Chapitre 2
Le lendemain matin, je me suis réveillée dans ma chambre d'enfant, au domaine fortifié des Calabresi, une forteresse bâtie dans les falaises qui dominaient l'Atlantique, gardée par quarante hommes armés et par une femme qui les effrayait tous plus que les balles.
Ma mère, Serena Calabresi, était assise au bord de mon lit quand j'ai ouvert les yeux. Elle n'a pas demandé ce qui s'était passé. Elle n'en avait pas besoin. Elle m'a simplement tendu une tasse de thé au gingembre et a dit :
« Le médecin est là quand tu seras prête. »
C'était ma mère. Pas un mot de trop. Pas une once de miséricorde inutile.
Après que le médecin a confirmé la grossesse et m'a prescrit un repos complet, je me suis installée dans la véranda et j'ai fait ce que j'évitais depuis des mois : j'ai ouvert les réseaux sociaux de Catalina.
Les photos de la veille étaient déjà en ligne.

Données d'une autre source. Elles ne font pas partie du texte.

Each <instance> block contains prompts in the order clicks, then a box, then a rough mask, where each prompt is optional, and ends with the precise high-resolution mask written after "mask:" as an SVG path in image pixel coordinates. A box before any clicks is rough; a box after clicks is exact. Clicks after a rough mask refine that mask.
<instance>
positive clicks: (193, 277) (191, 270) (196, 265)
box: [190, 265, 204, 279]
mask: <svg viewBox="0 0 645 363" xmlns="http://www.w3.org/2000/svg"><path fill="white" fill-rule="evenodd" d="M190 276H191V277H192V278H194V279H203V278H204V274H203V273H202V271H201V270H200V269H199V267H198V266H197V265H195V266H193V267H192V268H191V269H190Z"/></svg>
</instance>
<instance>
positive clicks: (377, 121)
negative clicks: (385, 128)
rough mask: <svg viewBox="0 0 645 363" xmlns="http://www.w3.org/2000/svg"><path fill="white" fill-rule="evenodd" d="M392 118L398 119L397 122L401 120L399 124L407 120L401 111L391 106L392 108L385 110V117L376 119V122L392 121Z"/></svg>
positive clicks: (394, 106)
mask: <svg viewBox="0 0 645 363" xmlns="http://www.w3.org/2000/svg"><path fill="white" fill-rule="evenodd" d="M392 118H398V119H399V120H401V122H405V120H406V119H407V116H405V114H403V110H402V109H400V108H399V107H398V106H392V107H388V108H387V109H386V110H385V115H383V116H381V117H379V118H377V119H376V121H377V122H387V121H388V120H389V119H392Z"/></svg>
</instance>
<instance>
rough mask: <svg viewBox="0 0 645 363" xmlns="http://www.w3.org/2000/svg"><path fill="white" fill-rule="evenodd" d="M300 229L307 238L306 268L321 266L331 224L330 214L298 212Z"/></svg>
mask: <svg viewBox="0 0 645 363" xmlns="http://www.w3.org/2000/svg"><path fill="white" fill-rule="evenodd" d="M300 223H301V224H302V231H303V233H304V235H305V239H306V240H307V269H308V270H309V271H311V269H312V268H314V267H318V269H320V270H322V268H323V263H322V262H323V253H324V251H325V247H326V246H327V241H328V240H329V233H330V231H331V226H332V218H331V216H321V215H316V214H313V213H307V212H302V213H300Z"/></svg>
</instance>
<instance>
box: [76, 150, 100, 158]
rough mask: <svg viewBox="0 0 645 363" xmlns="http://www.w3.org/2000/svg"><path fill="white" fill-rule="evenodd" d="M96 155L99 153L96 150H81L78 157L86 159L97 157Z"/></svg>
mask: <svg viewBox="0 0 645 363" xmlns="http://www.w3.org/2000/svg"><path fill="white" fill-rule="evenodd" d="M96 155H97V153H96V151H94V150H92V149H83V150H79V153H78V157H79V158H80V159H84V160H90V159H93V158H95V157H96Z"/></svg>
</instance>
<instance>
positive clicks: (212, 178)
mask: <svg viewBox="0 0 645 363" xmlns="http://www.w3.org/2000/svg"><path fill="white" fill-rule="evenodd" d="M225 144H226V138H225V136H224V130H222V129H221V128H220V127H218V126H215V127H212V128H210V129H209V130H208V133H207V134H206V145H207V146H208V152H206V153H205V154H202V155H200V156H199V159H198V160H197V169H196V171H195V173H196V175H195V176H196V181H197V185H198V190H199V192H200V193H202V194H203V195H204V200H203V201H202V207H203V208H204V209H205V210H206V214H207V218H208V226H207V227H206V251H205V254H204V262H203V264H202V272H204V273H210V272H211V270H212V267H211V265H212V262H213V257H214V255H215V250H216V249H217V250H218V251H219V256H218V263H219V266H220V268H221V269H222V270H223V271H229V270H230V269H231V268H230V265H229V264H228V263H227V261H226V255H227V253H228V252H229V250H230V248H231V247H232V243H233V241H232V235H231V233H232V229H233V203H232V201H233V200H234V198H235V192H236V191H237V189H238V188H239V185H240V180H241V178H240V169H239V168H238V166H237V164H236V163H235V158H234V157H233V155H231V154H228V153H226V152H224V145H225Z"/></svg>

Catalina, assise à la table du Don, la main de Luca posée sur le dossier de sa chaise. Catalina, trinquant avec les capos, vêtue d'une robe rouge assortie aux couleurs de la famille Valentini. Catalina, avec cette légende : « La famille, c'est tout. Bénie de faire partie de cette grande famille. »
Faire partie de la famille. Elle disait faire partie de la famille. Ma famille. Celle dans laquelle j'étais entrée par mariage à vingt-deux ans, quand j'ai renoncé au nom Calabresi et à tout ce qu'il impliquait parce que Luca Valentini m'a regardée dans les yeux et m'a dit :
« Je te protégerai au péril de ma vie. »
Les commentaires étaient encore pires. Les associés de Luca, leurs épouses, des gens que j'avais reçus chez moi, tous couvraient Catalina d'éloges comme si elle était la reine de l'empire.
Pas une seule personne n'a demandé où j'étais.
J'ai fait défiler plus bas. Catalina avait publié une photo datant de trois jours plus tôt : elle et Luca dans son bureau privé, des documents étalés entre eux, elle penchée vers lui pour montrer quelque chose sur la page. Sa main à lui reposait sur sa taille. Naturellement. Possessivement. Comme il me touchait autrefois.
La légende disait : « Nuits tardives à bâtir des empires avec lui. »
Mes mains ont tremblé. J'ai fermé l'application et posé le téléphone face contre la table.
J'ai repensé à la première fois où Catalina a « fait une erreur ».
Elle avait envoyé le briefing hebdomadaire de sécurité à tous les membres du cercle intérieur, sauf à moi. Quand je l'ai confrontée, elle a ouvert ses immenses yeux bruns et a porté la main à sa clavicule.
« Oh, Madame Valentini, je suis tellement désolée ! J'apprends encore la liste de diffusion. Vous êtes si intimidante, je perds mes moyens devant vous. S'il vous plaît, ne le dites pas à Luca. Il va penser que je suis incompétente, et j'ai vraiment besoin de ce poste. »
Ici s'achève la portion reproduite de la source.